The pain may not be obvious during the normal course of business. But any kind of shock to the system – say, a natural disaster that creates a surge in demand for that bottled water – will stress test the operational plan and expose any weaknesses.
Now multiply this scenario over thousands of SKUs. Add the impact of trade promotions, regional variations in consumer demand, and channel structures. It's no wonder there's a level of mistrust – or at least misunderstanding – between functions. This often leads to subpar outcomes in operational planning, with inconsistent participation and a focus on reporting rather than action-oriented problem-solving.
Aiming for perfect alignment is not the goal here – nor is it a realistic expectation. However, it's possible to strike an effective balance by establishing an integrated plan-to-cash process with a framework of guardrails that allows functions to exercise some degree of autonomy within predetermined limits. In doing so, the chaos of operational planning can be better controlled.
Visibility – and ownership – of demand drivers
In most organizations, planners have limited visibility into what actually drives the business forecast and the flow of information across silos is inefficient. As a result, they're unable to connect demand forecasts back to cross-functional inputs – making it virtually impossible to pivot quickly if those inputs and assumptions change. This challenge is only compounded by the fact that the number of variables is constantly shifting, without any systematic way to capture them and orchestrate an effective operational plan.
Internal functions must strive to build a connected forecast that ties outputs to inputs. They must establish clear business rules for incorporating near-real-time data that enables agile and rapid decision-making when disruptions occur or new information becomes available. Everyone needs to understand and follow this framework and use a system of record to track drivers and assumptions.
Guardrails are also critical here. It's essential that each driver has an assigned owner for end-to-end accountability when one function makes a decision that impacts the overall plan.

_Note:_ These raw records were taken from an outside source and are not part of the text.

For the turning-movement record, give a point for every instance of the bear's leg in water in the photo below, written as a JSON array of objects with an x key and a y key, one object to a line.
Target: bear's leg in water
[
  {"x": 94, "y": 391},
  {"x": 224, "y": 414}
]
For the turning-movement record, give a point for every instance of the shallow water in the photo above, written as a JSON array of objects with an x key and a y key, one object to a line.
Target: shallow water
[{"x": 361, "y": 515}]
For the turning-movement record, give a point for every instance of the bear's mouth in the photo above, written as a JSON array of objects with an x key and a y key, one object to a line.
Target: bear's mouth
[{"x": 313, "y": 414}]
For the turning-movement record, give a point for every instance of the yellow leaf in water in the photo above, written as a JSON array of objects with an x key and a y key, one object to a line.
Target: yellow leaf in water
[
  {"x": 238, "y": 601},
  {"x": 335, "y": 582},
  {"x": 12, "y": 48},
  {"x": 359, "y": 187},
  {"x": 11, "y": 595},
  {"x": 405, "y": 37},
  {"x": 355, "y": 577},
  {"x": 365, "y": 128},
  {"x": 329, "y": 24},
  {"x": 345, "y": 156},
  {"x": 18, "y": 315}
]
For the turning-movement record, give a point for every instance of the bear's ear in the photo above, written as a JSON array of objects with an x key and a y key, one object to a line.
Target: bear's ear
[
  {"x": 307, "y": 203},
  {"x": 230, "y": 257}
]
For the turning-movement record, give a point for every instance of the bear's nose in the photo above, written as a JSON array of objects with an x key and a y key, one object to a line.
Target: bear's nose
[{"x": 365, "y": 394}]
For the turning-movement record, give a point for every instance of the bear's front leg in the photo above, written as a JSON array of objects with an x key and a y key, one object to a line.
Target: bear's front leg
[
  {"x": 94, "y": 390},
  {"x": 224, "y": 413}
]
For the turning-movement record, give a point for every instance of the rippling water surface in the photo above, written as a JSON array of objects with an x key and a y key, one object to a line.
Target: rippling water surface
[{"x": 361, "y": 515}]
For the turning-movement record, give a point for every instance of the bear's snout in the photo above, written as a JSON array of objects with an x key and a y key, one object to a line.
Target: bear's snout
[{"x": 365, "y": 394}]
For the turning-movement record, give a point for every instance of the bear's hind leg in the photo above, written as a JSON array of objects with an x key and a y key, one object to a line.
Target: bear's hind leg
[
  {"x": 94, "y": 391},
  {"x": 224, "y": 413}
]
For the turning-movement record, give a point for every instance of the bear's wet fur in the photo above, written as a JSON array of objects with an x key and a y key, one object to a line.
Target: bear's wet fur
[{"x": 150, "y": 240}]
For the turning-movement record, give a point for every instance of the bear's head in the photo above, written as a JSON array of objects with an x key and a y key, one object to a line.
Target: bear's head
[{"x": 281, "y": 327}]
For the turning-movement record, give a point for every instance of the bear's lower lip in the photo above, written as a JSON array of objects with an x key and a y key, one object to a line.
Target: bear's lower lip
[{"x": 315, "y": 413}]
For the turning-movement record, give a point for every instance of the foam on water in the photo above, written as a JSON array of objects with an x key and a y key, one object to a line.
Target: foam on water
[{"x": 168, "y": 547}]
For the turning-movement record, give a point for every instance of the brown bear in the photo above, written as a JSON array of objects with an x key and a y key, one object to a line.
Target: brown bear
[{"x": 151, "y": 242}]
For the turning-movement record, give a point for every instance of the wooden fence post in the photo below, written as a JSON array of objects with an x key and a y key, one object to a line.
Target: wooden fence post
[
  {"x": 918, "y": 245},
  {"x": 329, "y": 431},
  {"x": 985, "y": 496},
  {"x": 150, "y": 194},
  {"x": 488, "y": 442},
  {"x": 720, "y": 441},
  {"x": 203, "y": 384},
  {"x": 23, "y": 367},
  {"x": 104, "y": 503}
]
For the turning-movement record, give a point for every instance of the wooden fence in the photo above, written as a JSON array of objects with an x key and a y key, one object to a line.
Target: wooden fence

If this impact is above predefined limits, it's flagged straight away.
By implementing a consistent framework of business drivers – and holding functions responsible – businesses can propel a more cohesive plan-to-cash process to achieve enterprise-level goals while also having the flexibility to address emerging opportunities or risks. This also helps to move conversations away from discussing numbers and instead puts the spotlight firmly on making the right decisions to succeed in a dynamic market.
Automation with a human touch
Even in today's digital world, many organizations rely on manual forecasting processes. Employees spend an inordinate amount of time reconciling numbers and manipulating data to extract some degree of useful insight from them.
A lack of automation necessitates this manual work, but it's ultimately of little value and misses the opportunity to perform useful analysis, identify opportunities, and craft strategic responses. It's also unrewarding for the employees themselves.
Companies need to shift from focusing on data collection and manipulation to making smart decisions. This means providing real-time data for an accurate view of performance so they can make quick and decisive course corrections when opportunities or challenges arise. Applying advanced scenario analysis capabilities – powered by artificial intelligence and machine learning – adds greater speed and agility in responding to these kinds of changes.
When the enterprise digitizes the labor-intensive tasks of data collection, it can capitalize on the power of augmented intelligence, by which humans and machines work together. Employees are then free to access reliable, real-time data and apply their experience and judgment to what they do best and enjoy most: making critical business decisions. The enterprise must reimagine the organizational model to actively build augmented intelligence into the plan-to-cash process, rethinking not only organizational structures, but also the skills employees need to ensure they're effective in their new roles.